California
Related: About this forumThat was a hell of a shaker
OMG, 12:22. I was sitting in my house in Oakland, and there was a bang. Before I could think "earthquake" it was followed by another really loud bang, and everything shook for, maybe, 2 seconds. If it had gone on any longer, I would have been under the table.
I went to the USGS site, and all I could find was 2.9 in Southern California. No 2.9 would shake like that, even if the quake was near here. Anyone hear of a closer quake?
NullTuples
(6,017 posts)A minor earthquake occurred at 12:22:26 PM (PDT) on Saturday, October 2, 2021.
The magnitude 3.5 event occurred 3 km (2 miles) N of San Leandro, CA.
The hypocentral depth is 6 km ( 4 miles).
https://scedc.caltech.edu/recent/Quakes/nc73632531.html
vanlassie
(5,899 posts)wryter2000
(47,459 posts)wryter2000
(47,459 posts)I'm really close to San Leandro. In fact, some folks call our neighborhood Oakleandro. 3.5 sounds about right.
blm
(113,820 posts)A quick one. A 3.5 Jolter would be so much scarier than a 4.0 rolling wave quake.
wryter2000
(47,459 posts)We had a tiny rolling one one day. I felt it go through the house. According to the map, theres a faulty right in my front yard. I thought maybe I had my own, personal quake.
SheltieLover
(59,610 posts)wryter2000
(47,459 posts)The worst quake I've lived through was Loma Prieta, and I was never in any danger. I guess if I'd been standing next to my boss's book shelf, which toppled over, I would have been hurt.
at140
(6,132 posts)coz earthquakes come without any warning.
wryter2000
(47,459 posts)I'll take the quake any day over that. And you might get a warning about a tornado, but you can't exactly move your house out of the way.
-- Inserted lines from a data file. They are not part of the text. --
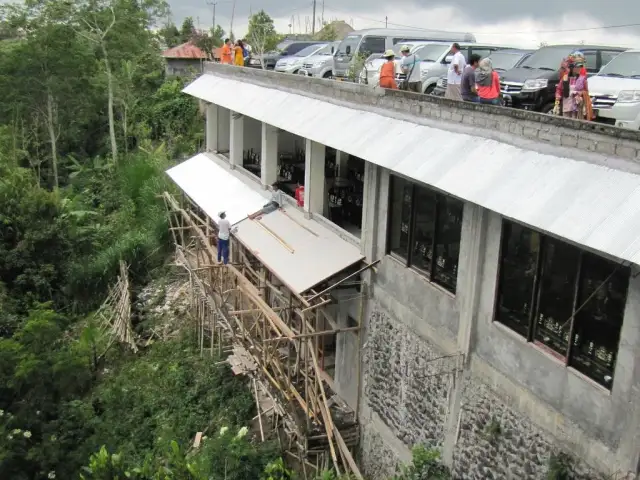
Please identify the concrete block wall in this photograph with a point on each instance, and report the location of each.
(503, 124)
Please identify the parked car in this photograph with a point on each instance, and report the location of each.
(320, 64)
(286, 48)
(377, 40)
(293, 63)
(615, 91)
(502, 61)
(370, 73)
(532, 85)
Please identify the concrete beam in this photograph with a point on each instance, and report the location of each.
(269, 155)
(212, 127)
(314, 181)
(237, 140)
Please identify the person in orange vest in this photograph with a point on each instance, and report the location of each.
(238, 52)
(388, 71)
(300, 195)
(225, 56)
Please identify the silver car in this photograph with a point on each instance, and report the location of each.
(294, 62)
(321, 64)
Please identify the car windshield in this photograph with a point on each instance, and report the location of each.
(306, 51)
(431, 52)
(349, 41)
(505, 60)
(547, 58)
(624, 65)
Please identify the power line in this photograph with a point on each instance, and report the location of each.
(524, 32)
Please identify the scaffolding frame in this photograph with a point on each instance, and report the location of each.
(275, 336)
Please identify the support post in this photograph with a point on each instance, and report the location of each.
(212, 128)
(269, 157)
(314, 181)
(237, 140)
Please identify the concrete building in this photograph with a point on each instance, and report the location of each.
(502, 322)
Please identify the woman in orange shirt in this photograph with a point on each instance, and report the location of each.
(388, 71)
(238, 53)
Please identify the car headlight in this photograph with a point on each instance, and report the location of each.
(537, 84)
(628, 96)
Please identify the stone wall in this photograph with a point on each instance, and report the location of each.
(496, 442)
(402, 385)
(503, 124)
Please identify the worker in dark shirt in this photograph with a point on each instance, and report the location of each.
(468, 84)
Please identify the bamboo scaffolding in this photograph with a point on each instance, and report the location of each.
(275, 336)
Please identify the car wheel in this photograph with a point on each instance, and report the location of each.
(548, 108)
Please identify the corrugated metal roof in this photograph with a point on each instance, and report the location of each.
(186, 50)
(300, 252)
(590, 204)
(214, 188)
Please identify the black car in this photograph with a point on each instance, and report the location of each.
(283, 49)
(502, 60)
(532, 85)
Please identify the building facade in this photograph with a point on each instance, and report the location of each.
(501, 322)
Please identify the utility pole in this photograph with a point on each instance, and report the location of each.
(313, 25)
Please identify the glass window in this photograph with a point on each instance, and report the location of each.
(520, 248)
(596, 333)
(566, 300)
(372, 45)
(400, 216)
(425, 228)
(447, 247)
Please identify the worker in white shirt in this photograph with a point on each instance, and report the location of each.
(224, 230)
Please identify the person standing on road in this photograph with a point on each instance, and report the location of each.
(224, 229)
(468, 81)
(487, 83)
(388, 71)
(454, 76)
(226, 56)
(410, 66)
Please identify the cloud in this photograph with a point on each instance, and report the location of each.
(509, 22)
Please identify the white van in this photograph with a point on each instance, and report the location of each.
(363, 43)
(615, 91)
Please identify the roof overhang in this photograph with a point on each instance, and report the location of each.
(587, 203)
(214, 188)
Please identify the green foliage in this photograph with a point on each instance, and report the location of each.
(559, 467)
(425, 465)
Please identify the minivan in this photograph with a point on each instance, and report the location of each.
(532, 85)
(363, 43)
(285, 48)
(615, 91)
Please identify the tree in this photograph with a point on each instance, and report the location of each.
(262, 35)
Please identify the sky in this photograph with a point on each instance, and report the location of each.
(524, 23)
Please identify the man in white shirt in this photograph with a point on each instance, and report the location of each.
(410, 65)
(454, 75)
(224, 230)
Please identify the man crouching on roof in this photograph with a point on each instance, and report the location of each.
(273, 205)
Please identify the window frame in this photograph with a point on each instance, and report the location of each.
(431, 274)
(566, 358)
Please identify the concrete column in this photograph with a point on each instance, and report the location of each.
(224, 129)
(237, 139)
(314, 181)
(474, 233)
(212, 128)
(342, 159)
(269, 155)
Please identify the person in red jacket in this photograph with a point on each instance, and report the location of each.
(487, 83)
(300, 195)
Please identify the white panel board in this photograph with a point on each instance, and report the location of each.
(213, 187)
(306, 252)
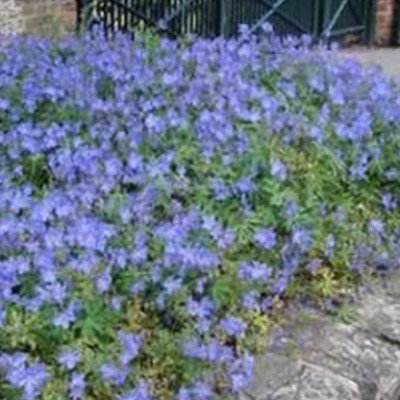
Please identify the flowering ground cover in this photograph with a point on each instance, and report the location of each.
(157, 198)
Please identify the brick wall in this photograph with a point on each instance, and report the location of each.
(57, 17)
(385, 13)
(48, 17)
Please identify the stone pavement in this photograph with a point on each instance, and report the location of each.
(387, 58)
(355, 361)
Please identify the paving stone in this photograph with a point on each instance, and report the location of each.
(360, 361)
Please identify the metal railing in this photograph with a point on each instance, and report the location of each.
(322, 19)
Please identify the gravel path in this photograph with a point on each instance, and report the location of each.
(387, 58)
(355, 361)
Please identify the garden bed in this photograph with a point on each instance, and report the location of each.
(160, 200)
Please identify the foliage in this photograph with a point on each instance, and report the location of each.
(157, 199)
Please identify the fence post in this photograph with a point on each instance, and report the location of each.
(221, 18)
(369, 21)
(317, 19)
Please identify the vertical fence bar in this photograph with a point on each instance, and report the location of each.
(317, 23)
(369, 21)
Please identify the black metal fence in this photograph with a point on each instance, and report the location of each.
(326, 19)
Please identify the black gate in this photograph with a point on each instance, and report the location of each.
(322, 19)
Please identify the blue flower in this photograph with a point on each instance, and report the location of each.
(265, 238)
(76, 386)
(69, 358)
(233, 326)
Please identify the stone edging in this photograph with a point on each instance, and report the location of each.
(357, 361)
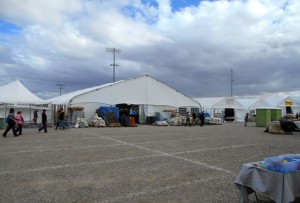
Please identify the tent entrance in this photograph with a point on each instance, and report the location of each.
(229, 114)
(129, 110)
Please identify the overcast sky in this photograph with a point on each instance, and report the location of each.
(190, 45)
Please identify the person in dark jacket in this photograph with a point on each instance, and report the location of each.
(44, 122)
(11, 123)
(20, 122)
(202, 119)
(246, 119)
(61, 118)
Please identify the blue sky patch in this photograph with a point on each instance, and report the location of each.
(9, 28)
(180, 4)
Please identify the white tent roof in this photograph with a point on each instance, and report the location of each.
(140, 90)
(16, 92)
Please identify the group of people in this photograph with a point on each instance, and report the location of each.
(194, 117)
(15, 122)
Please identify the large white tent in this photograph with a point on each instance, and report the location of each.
(148, 93)
(16, 95)
(231, 108)
(252, 104)
(207, 103)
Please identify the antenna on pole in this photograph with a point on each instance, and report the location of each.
(231, 81)
(114, 51)
(60, 87)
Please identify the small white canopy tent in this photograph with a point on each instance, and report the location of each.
(231, 108)
(147, 92)
(16, 95)
(286, 103)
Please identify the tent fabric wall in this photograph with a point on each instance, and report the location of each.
(16, 95)
(144, 90)
(141, 90)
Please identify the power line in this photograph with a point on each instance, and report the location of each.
(114, 51)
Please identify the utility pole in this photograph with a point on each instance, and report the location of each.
(60, 87)
(231, 81)
(114, 51)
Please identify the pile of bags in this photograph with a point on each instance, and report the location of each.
(176, 121)
(81, 123)
(96, 121)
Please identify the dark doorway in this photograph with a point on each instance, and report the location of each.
(129, 110)
(229, 115)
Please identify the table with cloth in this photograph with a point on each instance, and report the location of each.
(281, 187)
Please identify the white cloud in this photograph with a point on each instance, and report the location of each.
(66, 40)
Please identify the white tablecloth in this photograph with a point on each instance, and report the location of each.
(282, 188)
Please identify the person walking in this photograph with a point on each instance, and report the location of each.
(20, 122)
(11, 123)
(35, 116)
(188, 121)
(202, 119)
(61, 118)
(222, 117)
(246, 119)
(194, 118)
(44, 122)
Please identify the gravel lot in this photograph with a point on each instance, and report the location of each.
(135, 164)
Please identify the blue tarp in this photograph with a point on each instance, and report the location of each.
(104, 110)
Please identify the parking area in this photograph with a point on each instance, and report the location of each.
(134, 164)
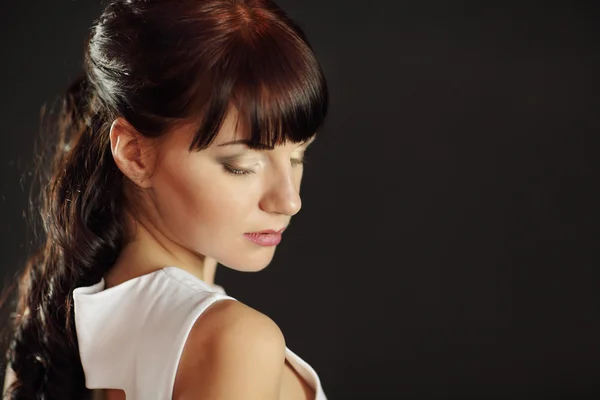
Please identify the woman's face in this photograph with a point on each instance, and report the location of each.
(207, 201)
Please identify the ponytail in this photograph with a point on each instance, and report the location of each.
(80, 210)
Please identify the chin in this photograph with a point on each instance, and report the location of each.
(248, 265)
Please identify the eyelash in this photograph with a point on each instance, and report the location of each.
(243, 172)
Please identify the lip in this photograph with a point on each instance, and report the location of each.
(268, 237)
(267, 231)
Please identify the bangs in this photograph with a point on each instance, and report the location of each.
(275, 83)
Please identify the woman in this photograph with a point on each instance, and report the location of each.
(181, 147)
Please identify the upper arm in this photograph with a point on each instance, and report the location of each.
(9, 378)
(232, 352)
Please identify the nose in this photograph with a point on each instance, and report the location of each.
(283, 196)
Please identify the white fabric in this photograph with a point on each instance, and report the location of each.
(131, 336)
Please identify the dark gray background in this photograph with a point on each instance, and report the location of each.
(448, 243)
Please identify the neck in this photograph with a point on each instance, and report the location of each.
(148, 250)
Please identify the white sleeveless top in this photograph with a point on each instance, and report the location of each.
(131, 336)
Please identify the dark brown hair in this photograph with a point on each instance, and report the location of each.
(156, 63)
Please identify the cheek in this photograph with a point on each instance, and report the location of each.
(199, 204)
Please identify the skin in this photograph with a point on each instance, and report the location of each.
(190, 212)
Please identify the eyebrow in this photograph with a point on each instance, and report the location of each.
(258, 146)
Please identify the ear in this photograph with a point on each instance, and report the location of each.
(132, 152)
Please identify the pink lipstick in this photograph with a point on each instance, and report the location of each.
(268, 237)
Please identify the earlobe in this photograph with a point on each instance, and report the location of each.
(127, 147)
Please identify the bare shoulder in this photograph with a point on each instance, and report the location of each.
(232, 352)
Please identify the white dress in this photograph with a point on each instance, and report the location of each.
(131, 336)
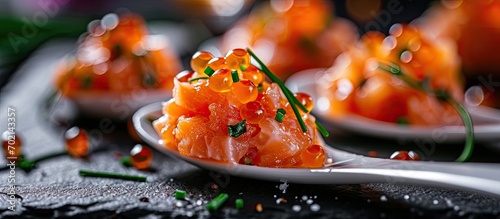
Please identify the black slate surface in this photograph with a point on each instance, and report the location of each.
(54, 189)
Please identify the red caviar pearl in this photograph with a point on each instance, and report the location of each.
(200, 60)
(245, 91)
(306, 100)
(221, 81)
(184, 76)
(238, 59)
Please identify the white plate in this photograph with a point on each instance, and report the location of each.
(118, 105)
(486, 127)
(347, 168)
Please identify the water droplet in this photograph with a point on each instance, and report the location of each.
(383, 198)
(406, 56)
(296, 208)
(315, 207)
(178, 204)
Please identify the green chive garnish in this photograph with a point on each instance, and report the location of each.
(180, 194)
(217, 202)
(238, 129)
(441, 95)
(239, 203)
(195, 79)
(112, 175)
(234, 75)
(280, 115)
(209, 71)
(288, 95)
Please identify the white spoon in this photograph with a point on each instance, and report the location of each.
(347, 168)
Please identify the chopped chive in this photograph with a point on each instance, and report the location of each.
(238, 129)
(441, 95)
(209, 71)
(180, 194)
(239, 203)
(217, 202)
(234, 75)
(195, 79)
(280, 115)
(112, 175)
(126, 161)
(275, 79)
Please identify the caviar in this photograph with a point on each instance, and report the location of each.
(200, 60)
(245, 91)
(305, 100)
(141, 157)
(221, 81)
(238, 59)
(77, 142)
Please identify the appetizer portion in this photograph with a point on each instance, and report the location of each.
(117, 56)
(385, 78)
(291, 36)
(224, 110)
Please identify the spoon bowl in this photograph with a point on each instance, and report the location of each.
(344, 168)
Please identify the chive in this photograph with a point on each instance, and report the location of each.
(195, 79)
(275, 79)
(237, 130)
(209, 71)
(239, 203)
(112, 175)
(234, 75)
(126, 161)
(217, 202)
(180, 194)
(280, 115)
(469, 130)
(444, 96)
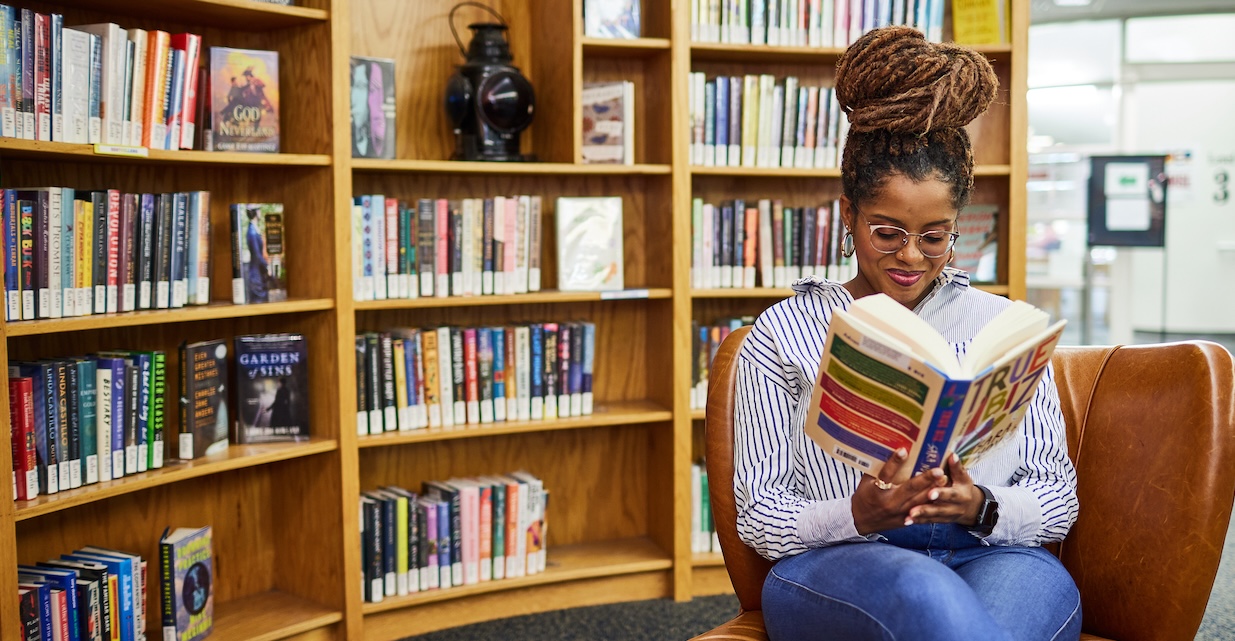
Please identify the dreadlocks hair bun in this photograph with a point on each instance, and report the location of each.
(893, 79)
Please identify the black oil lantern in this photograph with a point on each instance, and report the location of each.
(487, 99)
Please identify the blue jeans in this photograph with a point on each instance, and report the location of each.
(924, 583)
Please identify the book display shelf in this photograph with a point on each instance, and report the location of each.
(288, 558)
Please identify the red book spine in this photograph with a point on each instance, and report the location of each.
(21, 418)
(113, 248)
(469, 376)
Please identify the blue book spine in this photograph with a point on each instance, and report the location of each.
(942, 424)
(88, 399)
(499, 371)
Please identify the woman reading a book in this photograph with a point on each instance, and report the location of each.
(950, 552)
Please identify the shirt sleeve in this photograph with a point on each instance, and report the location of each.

A huge quake can be horribly destructive, but the smaller ones are usually fine if you live in a place where building codes take quakes into account.
at140
(6,132 posts)and tornadoes can be handled by taking refuge in a shelter or just drive away.
Earthquake? You can get buried in rubble along with the car without any warning.
wryter2000
(47,459 posts)One moderate quake caused a brick fireplace to collapse, and I think, maybe one person was killed. You are safer in an earthquake than you are on the freeway.
I've lived through at least a dozen quakes like the one today, and I've lived through dozens more tiny ones. They are not dangerous.
at140
(6,132 posts)MFM008
(20,000 posts)Basin quake in 2001 at 6.8 here in WA was terrifying.😳🤯😶
wryter2000
(47,459 posts)And the big one in Alaska that caused the tidal wave war horrible, too.
Binkie The Clown
(7,911 posts)the 6.6 Sylmar San Fernando Valley quake (1971) and the 6.7 Northridge quake. (1994)
I was living right below the damn and was evacuated in 1971. In 1994 I was living in Oregon but visiting a friend in Northridge.
Hortensis
(58,785 posts)the dam evacuation. Serious business for you for sure.
I still feel regret from 1994's tho. I was down in town instead of at home and excited to watch the waves of earth movement pass along a long block of condo buildings, rolling up and down, up and down down the block. Until I learned that my next-door neighbor had a balcony view from her living room of the Verdugo Mountains in front of us rolling with each wave passing through.
I never got to see a whole mountain range roll.
And here in GA for sure hope it never happens! Our CA neighborhood of old bungalows had withstood 80 and more years of quakes, and contents were behind doors, bolted to the walls or stuck down with earthquake putty, so earthquake excitements weren't inside. I shudder to imagine what a smaller quake would do here in the east.
Binkie The Clown
(7,911 posts)It was like watching a wave come in at the ocean, except it wasn't water, it was a concrete sidewalk!
Hortensis
(58,785 posts)from shaking underfoot.
I was helping set up a seismic performance evaluation business in the late '80s for an engineer friend, and another, different experience was seeing a big fault map at an LA County government office. It looked like crackle glaze -- hundreds or thousands of faults everywhere. We always thought of our home as such and such distance from famous faults. Yes, but...! Who knows? Wryter's part today may sorta been "personalized."
MLAA
(18,599 posts)to get a work visa. I stayed up late reading and had just turned off the lights around 1 or 2am when I heard a loud sound and the room shook. I was pretty startled. Im sure it wasnt a significant earthquake but it was very memorable to me. A year or two later I lived in San Fran for a year but never experienced a quake there.